Wet wapens en munitie (WWM)


§ 12

Strafbepalingen

Artikel 54 Met geldboete van de derde categorie wordt gestraft hij die handelt in strijd met een krachtens de artikelen 6, 8, tweede of derde lid, 33 of 42 vastgesteld voorschrift, dan wel in strijd met de artikelen 8, eerste lid, 9a, 14, vijfde lid, 20a, vijfde lid, 26, vijfde lid, 27, eerste lid, of 31, derde of vierde lid.

Artikel 55 1 Met gevangenisstraf van ten hoogste negen maanden of geldboete van de vierde categorie wordt gestraft hij die handelt in strijd met de artikelen 9, eerste lid, 13, eerste lid, 20a, tweede lid, voor zover het betreft een geluiddemper, 22, eerste lid, 26, eerste lid, of 31, eerste lid.
2 Met gevangenisstraf van ten hoogste negen maanden of geldboete van de vierde categorie wordt gestraft hij die handelt in strijd met artikel 14, eerste lid.
3 Met gevangenisstraf van ten hoogste vier jaar of geldboete van de vijfde categorie wordt gestraft:
a. hij die handelt in strijd met de artikelen 9, eerste lid, 14, eerste lid, 26, eerste lid, of 31, eerste lid, en het feit begaat met betrekking tot een wapen van categorie II, met uitzondering van onderdeel 2° of onderdeel 7°, of een vuurwapen van categorie III;
b. hij die handelt in strijd met de artikelen 13, eerste lid, of 26, eerste lid, aan boord van een luchtvaartuig of op een luchthaven, aangewezen krachtens artikel 52, vijfde lid;
c. hij die handelt in strijd met artikel 20a, tweede lid, voor zover het niet betreft een geluiddemper.
4 Met gevangenisstraf van ten hoogste acht jaar of geldboete van de vijfde categorie wordt gestraft: hij die handelt in strijd met de artikelen 9, eerste lid, 13, eerste lid, 14, eerste lid, artikel 20a, tweede lid, 26, eerste lid, of 31, eerste lid, en van het in strijd met de wet vervaardigen, transformeren, uitwisselen, verhuren of anderszins ter beschikking stellen, herstellen, beproeven of verhandelen van wapens of munitie een beroep of een gewoonte maakt.
5 Met gevangenisstraf van ten hoogste acht jaar of geldboete van de vijfde categorie wordt eveneens gestraft hij die handelt in strijd met artikel 9, eerste lid, 13, eerste lid, 14, eerste lid, artikel 20a, tweede lid, 26, eerste lid, of 31, eerste lid, indien het feit begaan is met een terroristisch oogmerk als bedoeld in artikel 83a van het Wetboek van Strafrecht dan wel met het oogmerk om een terroristisch misdrijf als bedoeld in artikel 83 van dat wetboek voor te bereiden of gemakkelijk te maken.
6 Met een gevangenisstraf van ten hoogste vier jaar of geldboete van de vijfde categorie wordt gestraft hij die handelt in strijd met de artikelen 32a, eerste, tweede of derde lid, of 32b.
7 Met gevangenisstraf van ten hoogste acht jaar of geldboete van de vijfde categorie wordt gestraft hij die handelt in strijd met de artikelen 9, eerste lid, 14, eerste lid, 26, eerste lid, of 31, eerste lid, en het feit begaat met betrekking tot een wapen van categorie II, onderdeel 2° of onderdeel 7°.

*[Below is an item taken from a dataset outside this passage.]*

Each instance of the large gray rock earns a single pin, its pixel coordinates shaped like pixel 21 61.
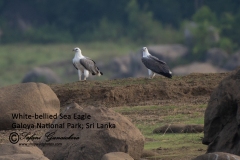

Artikel 55a Bij veroordeling wegens een der misdrijven omschreven in artikel 55, vijfde lid, kan ontzetting van het in artikel 28, eerste lid, onder 3°, van het Wetboek van Strafrecht vermelde recht worden uitgesproken.

Artikel 56 De in artikel 54 strafbaar gestelde feiten zijn overtredingen. De in artikel 55 strafbaar gestelde feiten zijn misdrijven.